Aber bis zum Juli is ja noch ein bissl Zeit.


----------



## Stefan_SIT (6. März 2017)

Heiko123 schrieb:


> So haben unser erstes Treffen hinter uns. Die Tour steht jetzt auch: http://www.gpsies.com/mapFolder.do;jsessionid=93F11CB52D40EE9D0AD1767AFC47C732.fe2?id=80100
> 
> Jetzt gehts noch ans Eingemachte:
> - Unterkünfte finden und buchen
> ...



Ich schaue es mir mal so nach und nach an. Wenn du das willst? 

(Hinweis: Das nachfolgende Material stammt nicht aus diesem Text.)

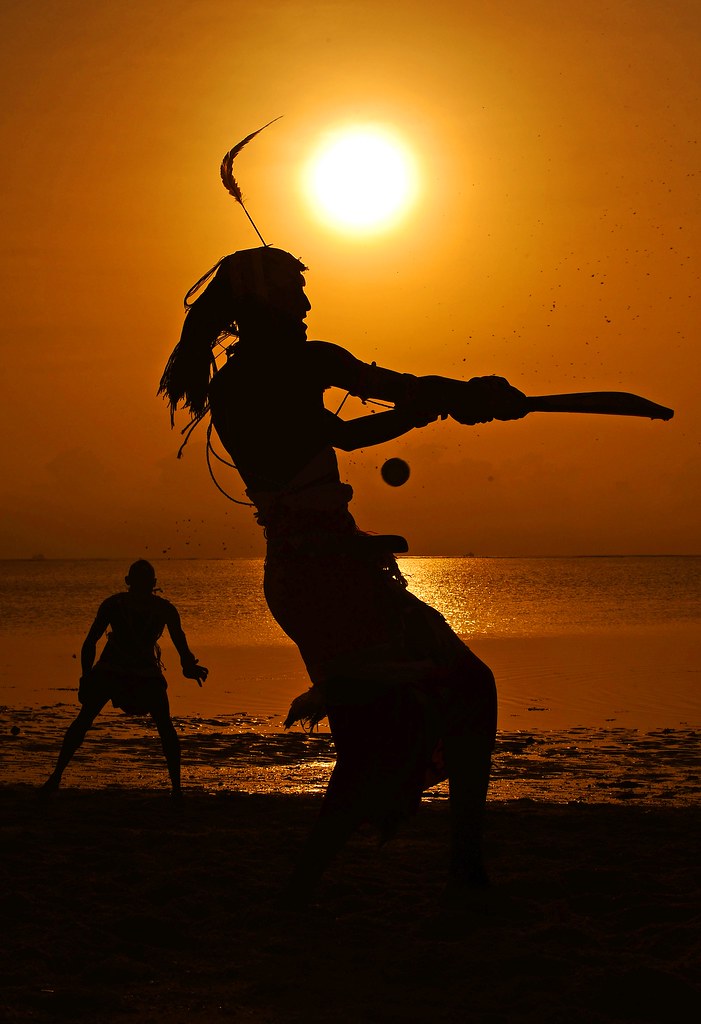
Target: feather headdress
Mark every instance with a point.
(228, 180)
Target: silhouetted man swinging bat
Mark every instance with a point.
(407, 701)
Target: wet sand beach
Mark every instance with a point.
(120, 906)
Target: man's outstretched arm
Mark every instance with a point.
(188, 663)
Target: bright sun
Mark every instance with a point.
(361, 180)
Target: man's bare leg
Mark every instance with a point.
(75, 734)
(170, 743)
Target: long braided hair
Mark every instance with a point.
(246, 280)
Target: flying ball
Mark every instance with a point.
(395, 472)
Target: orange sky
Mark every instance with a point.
(556, 243)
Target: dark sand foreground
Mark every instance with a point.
(119, 906)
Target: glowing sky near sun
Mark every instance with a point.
(546, 229)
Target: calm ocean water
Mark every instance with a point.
(221, 600)
(598, 663)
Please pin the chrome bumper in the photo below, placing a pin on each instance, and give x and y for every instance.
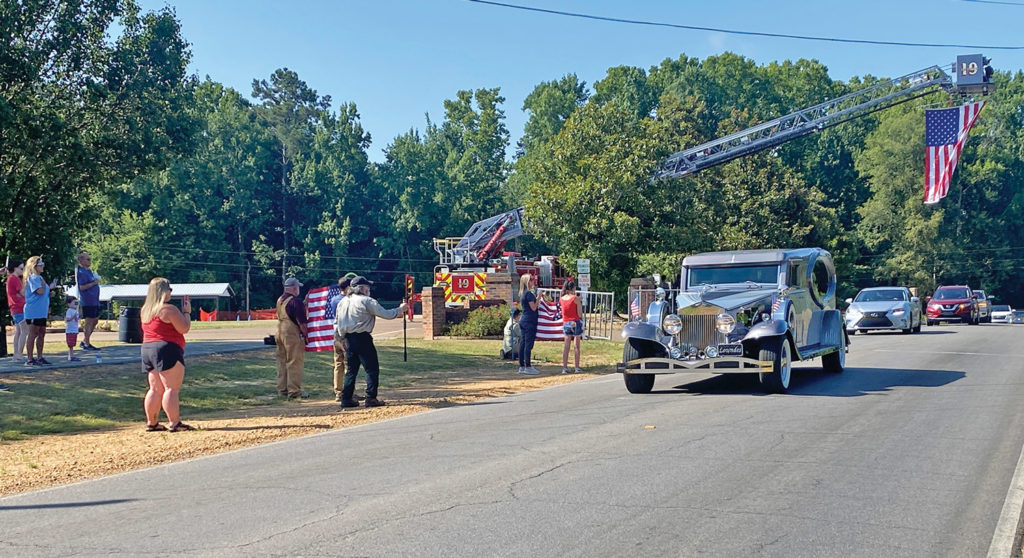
(721, 365)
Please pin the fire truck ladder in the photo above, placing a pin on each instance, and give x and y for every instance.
(769, 134)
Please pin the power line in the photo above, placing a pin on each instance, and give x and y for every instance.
(735, 32)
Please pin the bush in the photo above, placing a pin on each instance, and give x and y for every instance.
(485, 322)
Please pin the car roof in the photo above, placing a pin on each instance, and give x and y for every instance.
(750, 256)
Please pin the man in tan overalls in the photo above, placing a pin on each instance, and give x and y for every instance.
(291, 341)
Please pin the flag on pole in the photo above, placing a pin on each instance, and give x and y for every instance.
(549, 320)
(945, 133)
(320, 325)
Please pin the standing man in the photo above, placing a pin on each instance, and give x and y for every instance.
(339, 345)
(291, 341)
(356, 316)
(88, 294)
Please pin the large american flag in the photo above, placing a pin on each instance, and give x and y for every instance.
(320, 328)
(945, 133)
(549, 320)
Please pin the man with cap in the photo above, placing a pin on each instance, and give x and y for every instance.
(356, 315)
(339, 346)
(291, 340)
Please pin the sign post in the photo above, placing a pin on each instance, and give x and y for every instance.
(410, 288)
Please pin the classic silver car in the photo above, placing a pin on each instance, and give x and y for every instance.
(745, 311)
(883, 308)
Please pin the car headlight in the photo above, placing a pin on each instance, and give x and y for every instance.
(672, 324)
(725, 324)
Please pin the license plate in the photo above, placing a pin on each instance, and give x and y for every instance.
(732, 349)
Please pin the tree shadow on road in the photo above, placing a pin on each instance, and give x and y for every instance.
(815, 382)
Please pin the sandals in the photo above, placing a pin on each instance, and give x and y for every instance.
(179, 427)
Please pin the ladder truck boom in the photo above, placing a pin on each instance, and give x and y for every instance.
(807, 121)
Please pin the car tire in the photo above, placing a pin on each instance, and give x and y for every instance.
(636, 383)
(835, 362)
(776, 350)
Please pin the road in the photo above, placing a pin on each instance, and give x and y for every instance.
(909, 453)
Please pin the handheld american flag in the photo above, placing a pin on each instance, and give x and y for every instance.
(320, 328)
(945, 133)
(549, 320)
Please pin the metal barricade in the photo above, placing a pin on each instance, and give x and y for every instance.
(598, 309)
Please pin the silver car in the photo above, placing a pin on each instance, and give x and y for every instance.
(883, 308)
(747, 311)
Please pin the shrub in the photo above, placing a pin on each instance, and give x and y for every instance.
(482, 323)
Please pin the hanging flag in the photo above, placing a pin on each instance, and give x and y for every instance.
(945, 133)
(549, 320)
(635, 307)
(320, 325)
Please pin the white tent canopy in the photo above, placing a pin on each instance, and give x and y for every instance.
(137, 292)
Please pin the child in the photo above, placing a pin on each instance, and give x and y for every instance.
(510, 345)
(71, 332)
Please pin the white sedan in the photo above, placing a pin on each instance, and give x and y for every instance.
(1000, 313)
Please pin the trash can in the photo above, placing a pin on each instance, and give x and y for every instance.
(130, 326)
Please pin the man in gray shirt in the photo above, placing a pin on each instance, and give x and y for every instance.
(354, 320)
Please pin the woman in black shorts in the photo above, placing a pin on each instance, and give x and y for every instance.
(164, 354)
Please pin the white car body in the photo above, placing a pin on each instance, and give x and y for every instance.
(1000, 313)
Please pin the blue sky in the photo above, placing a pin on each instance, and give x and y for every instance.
(399, 59)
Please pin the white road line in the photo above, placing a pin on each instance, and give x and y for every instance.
(1006, 529)
(950, 352)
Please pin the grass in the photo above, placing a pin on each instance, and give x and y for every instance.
(107, 396)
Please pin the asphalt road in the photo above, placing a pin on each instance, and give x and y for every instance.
(909, 453)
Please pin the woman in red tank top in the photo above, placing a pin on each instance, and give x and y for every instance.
(571, 324)
(164, 354)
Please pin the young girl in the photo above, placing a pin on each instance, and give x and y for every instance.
(71, 328)
(571, 324)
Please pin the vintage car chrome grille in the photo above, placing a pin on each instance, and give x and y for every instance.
(698, 327)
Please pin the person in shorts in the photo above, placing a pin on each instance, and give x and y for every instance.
(71, 328)
(571, 324)
(164, 327)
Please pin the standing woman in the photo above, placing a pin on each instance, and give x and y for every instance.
(527, 323)
(15, 301)
(164, 354)
(37, 308)
(571, 324)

Tag 1: Ohne die Seilbahn habt ihr an dem Tag nur 200 Höhenmeter selbst zu kurbeln. Die Auffahrt von Arnoldstein über Seltschach ist leicht, bei der Seilbahn solltet ihr sicher sein, dass sie fährt. Tut sie bei schlechtem Wetter nämlich nicht zwingend. Der Streckenabschnitt vom Aussichtspunkt Dreiländereck zur Tromeja-Hütte ist ein breiter, recht langweiliger Forstweg. Schöner/trailiger ist die Serpentinenstrecke (Direttissima; max. S2) oder der Weg auf der "linken" Seite (Kartenblick; S1/max. S2; für mich die schönste Variante). 

Gruß
Stefan


----------



## Heiko123 (6. März 2017)

Danke, würd mich freuen.
Werd mir die Strecken später noch mal vornehmen.


----------



## Stefan_SIT (7. März 2017)

Wenn ich mir den zweiten Tag anschaue, kommt bei mir die Frage hoch, welchen Anspruch du/ihr an die Tour habt. Die (fast) komplette Auffahrt zum Vrsic-Pass planst du auf Asphalt, obwohl es gerade im unteren und im oberen Drittel der Auffahrt sehr schöne Alternativen abseits der Passstraße gibt?!? Willst du das? Kann ja sein. 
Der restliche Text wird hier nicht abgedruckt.